Serial production, including work in progress of material products or services, is analyzed in the balance sheet according to the following points:

  1. Price settings for raw materials, semi-finished products and other materials.
  2. Planned production cost.
  3. Amount of consumable raw materials.

If an enterprise is engaged in a single production of a certain type of product, then in the balance sheet the work in progress is taken into account based on the direct costs of the material.

Funds that were spent by the organization during the preparation of reporting, and at the same time relating to future reporting periods, must be entered into a special item by the accounting department. These funds must certainly be written off for the period to which they relate, evenly and in accordance with the procedure established by the enterprise.

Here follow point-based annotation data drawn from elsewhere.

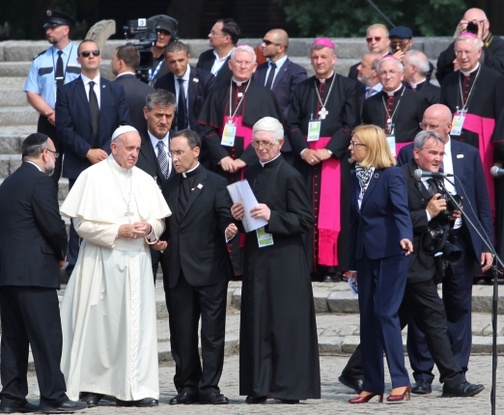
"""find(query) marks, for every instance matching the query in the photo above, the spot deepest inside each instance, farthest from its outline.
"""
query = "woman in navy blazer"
(380, 240)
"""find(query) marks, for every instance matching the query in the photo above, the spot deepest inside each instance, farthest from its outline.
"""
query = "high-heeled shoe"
(366, 398)
(405, 396)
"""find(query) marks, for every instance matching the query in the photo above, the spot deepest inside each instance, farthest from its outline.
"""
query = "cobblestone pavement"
(334, 396)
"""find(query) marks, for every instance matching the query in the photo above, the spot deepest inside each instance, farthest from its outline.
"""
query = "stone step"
(13, 116)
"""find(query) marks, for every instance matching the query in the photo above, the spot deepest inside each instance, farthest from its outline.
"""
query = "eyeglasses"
(56, 154)
(269, 42)
(356, 144)
(87, 53)
(245, 63)
(265, 144)
(400, 43)
(464, 52)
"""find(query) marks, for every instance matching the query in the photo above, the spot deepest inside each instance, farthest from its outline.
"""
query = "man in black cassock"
(279, 360)
(397, 109)
(326, 105)
(227, 116)
(493, 46)
(472, 95)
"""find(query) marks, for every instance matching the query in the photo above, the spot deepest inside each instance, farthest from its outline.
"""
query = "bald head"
(275, 44)
(438, 118)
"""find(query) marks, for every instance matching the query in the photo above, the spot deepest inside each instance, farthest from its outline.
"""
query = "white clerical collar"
(31, 162)
(155, 140)
(414, 85)
(323, 81)
(472, 71)
(189, 171)
(278, 62)
(269, 161)
(394, 91)
(240, 83)
(125, 73)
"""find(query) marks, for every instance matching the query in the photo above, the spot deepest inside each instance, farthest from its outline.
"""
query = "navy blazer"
(200, 83)
(73, 121)
(196, 240)
(32, 234)
(206, 60)
(289, 76)
(383, 219)
(469, 183)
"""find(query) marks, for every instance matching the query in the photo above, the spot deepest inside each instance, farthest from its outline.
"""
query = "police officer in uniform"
(54, 67)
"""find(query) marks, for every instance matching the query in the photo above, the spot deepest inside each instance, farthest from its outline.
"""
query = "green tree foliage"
(350, 18)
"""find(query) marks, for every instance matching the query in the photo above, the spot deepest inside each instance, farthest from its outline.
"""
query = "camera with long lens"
(143, 35)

Working capital standard for finished product inventories

We are talking about those products that have passed technical control and were delivered to the warehouse, i.e. these are finished products. Made for her. the cycle has ended. The safety standard for a given product is a period that begins with its receipt at the warehouse and ends with the moment of payment. The norm depends on the time of assembly, packaging of these products, markings applied to them, as well as on delivery from the warehouse and a number of other factors.

To calculate the standard value (NORgp) you will need:

  • OVsds (average daily output volume);
  • Vzp (time to prepare products for shipment, including reception, packaging, shipment, etc.);
  • Water (time to complete the required documentation).

Formula for calculation:

NORgp=OVsds(Vzp+Water) (11)

Alternatively, NORgp can be calculated using the formula:

NORgp=OVsds*Nzgp (12)

Abbreviations: Нзгп – stock norm ready. products.

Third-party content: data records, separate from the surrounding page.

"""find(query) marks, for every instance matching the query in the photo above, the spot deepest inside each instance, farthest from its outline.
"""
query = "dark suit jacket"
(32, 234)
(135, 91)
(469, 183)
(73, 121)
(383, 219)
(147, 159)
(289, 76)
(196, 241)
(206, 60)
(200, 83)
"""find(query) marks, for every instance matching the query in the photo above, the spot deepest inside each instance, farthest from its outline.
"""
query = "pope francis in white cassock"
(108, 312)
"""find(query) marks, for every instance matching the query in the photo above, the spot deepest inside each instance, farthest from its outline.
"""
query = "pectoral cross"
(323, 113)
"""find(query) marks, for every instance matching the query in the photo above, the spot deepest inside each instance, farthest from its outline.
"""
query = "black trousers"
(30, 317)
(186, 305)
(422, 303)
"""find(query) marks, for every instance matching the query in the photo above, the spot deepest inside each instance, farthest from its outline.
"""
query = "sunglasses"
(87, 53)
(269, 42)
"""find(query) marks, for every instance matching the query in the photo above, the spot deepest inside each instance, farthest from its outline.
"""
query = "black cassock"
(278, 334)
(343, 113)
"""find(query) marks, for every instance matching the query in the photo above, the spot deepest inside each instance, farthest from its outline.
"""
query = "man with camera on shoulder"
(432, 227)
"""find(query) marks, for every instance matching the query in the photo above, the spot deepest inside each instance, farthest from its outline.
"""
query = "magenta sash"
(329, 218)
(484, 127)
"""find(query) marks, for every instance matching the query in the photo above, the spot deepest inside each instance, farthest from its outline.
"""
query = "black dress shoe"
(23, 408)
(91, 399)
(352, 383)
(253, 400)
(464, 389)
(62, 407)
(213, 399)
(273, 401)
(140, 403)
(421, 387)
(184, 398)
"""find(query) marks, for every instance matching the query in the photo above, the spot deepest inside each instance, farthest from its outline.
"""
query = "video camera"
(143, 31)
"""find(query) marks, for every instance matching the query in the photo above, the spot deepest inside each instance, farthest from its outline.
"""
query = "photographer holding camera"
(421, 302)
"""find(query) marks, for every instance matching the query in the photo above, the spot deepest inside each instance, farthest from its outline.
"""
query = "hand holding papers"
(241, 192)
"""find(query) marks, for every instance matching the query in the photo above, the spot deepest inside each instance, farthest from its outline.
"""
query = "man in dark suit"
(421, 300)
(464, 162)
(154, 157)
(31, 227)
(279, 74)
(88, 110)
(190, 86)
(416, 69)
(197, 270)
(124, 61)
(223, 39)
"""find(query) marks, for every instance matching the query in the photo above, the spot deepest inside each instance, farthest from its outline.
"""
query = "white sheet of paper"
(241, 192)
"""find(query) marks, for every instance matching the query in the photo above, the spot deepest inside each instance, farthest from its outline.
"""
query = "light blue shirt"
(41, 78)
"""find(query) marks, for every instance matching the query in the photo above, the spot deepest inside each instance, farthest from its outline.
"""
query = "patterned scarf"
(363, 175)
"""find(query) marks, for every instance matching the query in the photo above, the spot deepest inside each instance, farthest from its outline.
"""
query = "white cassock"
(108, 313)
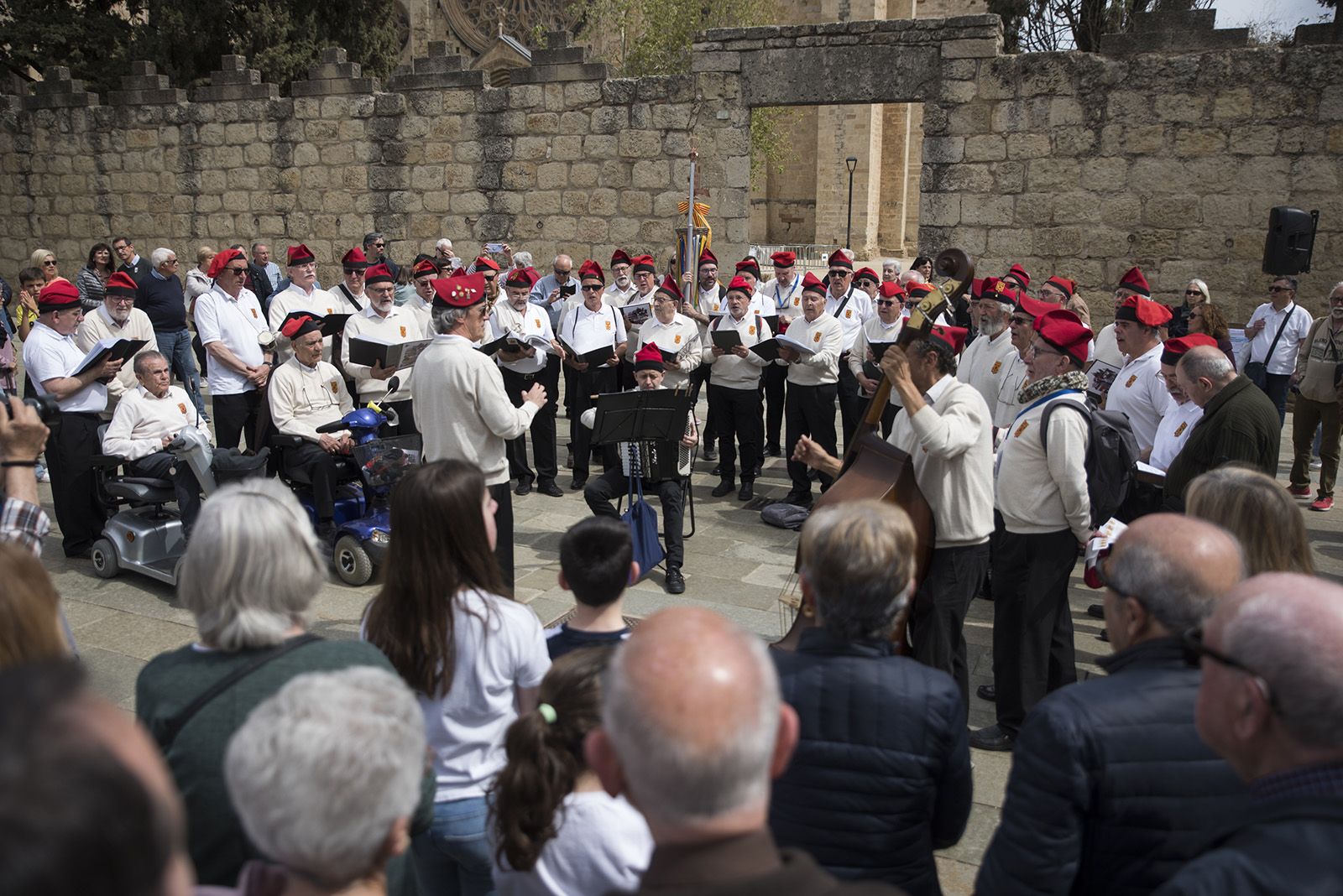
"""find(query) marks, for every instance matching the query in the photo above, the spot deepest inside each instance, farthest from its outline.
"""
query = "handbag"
(1257, 371)
(642, 521)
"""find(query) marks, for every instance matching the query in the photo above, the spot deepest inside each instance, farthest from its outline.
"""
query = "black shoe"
(993, 738)
(675, 581)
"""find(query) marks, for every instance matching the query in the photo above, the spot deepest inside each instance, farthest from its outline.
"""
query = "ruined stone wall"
(1084, 165)
(566, 159)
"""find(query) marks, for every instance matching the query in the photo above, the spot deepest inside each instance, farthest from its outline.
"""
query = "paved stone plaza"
(735, 565)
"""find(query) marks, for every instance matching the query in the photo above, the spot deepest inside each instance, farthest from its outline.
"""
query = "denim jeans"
(176, 347)
(453, 857)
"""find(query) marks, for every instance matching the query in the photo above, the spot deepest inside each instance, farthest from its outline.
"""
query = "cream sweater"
(953, 447)
(825, 334)
(461, 407)
(1038, 494)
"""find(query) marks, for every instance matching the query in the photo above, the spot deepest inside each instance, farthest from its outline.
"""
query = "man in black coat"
(1112, 789)
(1272, 705)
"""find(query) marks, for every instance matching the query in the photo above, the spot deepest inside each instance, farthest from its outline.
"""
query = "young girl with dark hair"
(472, 655)
(557, 832)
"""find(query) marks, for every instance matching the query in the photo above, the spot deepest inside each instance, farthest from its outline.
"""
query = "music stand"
(642, 414)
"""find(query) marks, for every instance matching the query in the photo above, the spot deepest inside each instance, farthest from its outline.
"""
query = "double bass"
(873, 467)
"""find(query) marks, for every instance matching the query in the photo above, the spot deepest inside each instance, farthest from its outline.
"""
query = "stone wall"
(1068, 163)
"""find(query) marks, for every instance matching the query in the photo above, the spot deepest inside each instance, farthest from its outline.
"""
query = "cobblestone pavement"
(735, 565)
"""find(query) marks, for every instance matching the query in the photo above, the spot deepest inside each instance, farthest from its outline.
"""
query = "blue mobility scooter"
(363, 526)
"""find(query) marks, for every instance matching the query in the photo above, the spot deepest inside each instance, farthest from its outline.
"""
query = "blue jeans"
(453, 857)
(176, 347)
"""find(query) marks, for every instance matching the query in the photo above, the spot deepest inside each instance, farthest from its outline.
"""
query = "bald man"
(1112, 789)
(74, 762)
(1272, 705)
(693, 734)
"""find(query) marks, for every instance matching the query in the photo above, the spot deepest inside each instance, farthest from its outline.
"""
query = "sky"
(1286, 13)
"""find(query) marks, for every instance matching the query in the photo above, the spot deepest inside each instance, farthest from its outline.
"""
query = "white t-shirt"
(602, 846)
(500, 649)
(237, 324)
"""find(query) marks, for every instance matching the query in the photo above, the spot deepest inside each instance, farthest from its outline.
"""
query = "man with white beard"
(118, 318)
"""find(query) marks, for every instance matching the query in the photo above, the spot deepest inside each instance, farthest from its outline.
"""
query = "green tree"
(640, 38)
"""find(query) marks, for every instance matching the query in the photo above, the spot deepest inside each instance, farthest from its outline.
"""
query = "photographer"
(22, 439)
(53, 360)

Example of rationing of finished products

Task 1: determine the NORgp of the first product using the following data:

  • OVsds = 550 thousand. rub.;
  • NZgp = 8 days.

Calculation: NORgp = OVsds * Nzgp = 550 * 8 = 4,400 thousand rubles. rub.

Task 2: determine the NORgp of the second product using the following data:

  • OVsds = 430 thousand. rub.;
  • NZgp = 6 days.

Calculation: NORgp=OVsds*Nzgp=430*6=2,580 thousand rub. rub.

Task 3: determine the general NORgp based on the data:

  • NORgp for the first product = 4,400 thousand rubles. rub.;
  • NORgp for the second product: RUR 2,580 thousand. rub.

Calculation: NORgp1+NORgp2=4,400+2,580=6,980 thousand rub. rub.